Somehow, this gets a laugh out of North, albeit far more subdued than his usual. “Boy,” he says, “we are myths.”
“Time magic is… well, unstable, to put it lightly,” Tooth says, worrying her hands together. “Cut open the tree? Pitch might think he knows what he’s doing, but…”
Jack frowns. “Speaking of time, aren't we wasting it? What do we do?”
“That’s the thing,” Tooth says, all of her movements nervous, “we’re not sure what we can do.”
“I’m not following,” Jack says, his brow furrowed.
“Yggdrasil is protected,” Bunny says, his pacing stopped and his arms folded. His ears remain twitching, a nervous tic. “Well, it’s supposed to be. It’s a right wonder we’re even allowed to know where it is.”
“Is Father Time’s jurisdiction,” North says quietly, his eyes still on the light. Jack feels close to waving his arms in front of him in the hopes that he’ll snap out of… whatever this is. “We can fight Pitch off, who knows for how long, but the magic that protects it— all Father Time.”

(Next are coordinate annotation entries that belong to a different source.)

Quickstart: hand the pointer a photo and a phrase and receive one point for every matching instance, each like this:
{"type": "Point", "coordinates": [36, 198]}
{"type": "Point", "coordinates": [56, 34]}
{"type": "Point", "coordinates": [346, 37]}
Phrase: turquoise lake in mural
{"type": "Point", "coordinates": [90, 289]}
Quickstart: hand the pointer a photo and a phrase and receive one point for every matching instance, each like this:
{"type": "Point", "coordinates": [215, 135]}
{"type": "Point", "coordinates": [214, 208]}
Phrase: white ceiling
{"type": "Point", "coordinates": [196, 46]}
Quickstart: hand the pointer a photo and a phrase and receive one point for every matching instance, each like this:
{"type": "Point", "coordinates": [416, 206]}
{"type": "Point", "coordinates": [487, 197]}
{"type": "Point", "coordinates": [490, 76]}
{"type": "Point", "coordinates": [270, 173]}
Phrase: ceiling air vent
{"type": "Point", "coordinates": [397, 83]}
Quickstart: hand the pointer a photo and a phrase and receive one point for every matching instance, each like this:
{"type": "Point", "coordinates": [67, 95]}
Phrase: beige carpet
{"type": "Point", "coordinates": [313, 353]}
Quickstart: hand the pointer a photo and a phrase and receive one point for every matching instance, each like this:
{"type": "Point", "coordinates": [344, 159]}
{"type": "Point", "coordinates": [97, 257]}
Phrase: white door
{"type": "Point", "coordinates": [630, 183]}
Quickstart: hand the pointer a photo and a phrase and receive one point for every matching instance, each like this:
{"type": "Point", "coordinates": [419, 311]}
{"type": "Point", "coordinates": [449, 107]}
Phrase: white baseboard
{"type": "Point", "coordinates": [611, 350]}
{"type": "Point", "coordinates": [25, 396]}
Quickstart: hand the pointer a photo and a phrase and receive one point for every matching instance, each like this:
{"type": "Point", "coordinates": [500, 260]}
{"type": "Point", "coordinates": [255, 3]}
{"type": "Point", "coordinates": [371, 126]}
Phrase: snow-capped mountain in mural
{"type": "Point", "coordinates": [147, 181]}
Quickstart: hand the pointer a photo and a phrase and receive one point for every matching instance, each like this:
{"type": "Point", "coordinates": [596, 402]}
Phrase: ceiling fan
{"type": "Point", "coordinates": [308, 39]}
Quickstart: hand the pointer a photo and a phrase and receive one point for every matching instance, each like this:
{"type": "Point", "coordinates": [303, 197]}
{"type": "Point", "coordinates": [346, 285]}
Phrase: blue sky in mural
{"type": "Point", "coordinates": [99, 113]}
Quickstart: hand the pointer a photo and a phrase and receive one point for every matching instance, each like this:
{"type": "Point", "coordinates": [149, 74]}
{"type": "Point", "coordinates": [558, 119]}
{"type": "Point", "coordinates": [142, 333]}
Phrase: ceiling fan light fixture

Sandy moves his sand through the air, again the tree, an old man? A swirl of sand that could mean magic.
“The problem,” Tooth translates for Sandy, “is that Pitch is weakening the wards, and we don’t have the power to restore them. Only Father Time does.”
“So where is he?” he asks, twisting his staff in his hands. “I’m pretty sure if we ask him for a magical top up he’s not going to say no.” Sandy gives a sigh, and a lone question mark appears over his head while he throws up his hands. “We don’t know?” Jack asks.
“It’s why Manny wants our help,” Tooth says, “we have experience with Pitch, and are powerful enough to protect the tree with Father Time’s whereabouts unknown and the wards weak. The problem is…”
“We have to divvy up,” Bunny says. “We need people to make sure Pitch doesn’t reach the tree, and another crew to search for Father Time.”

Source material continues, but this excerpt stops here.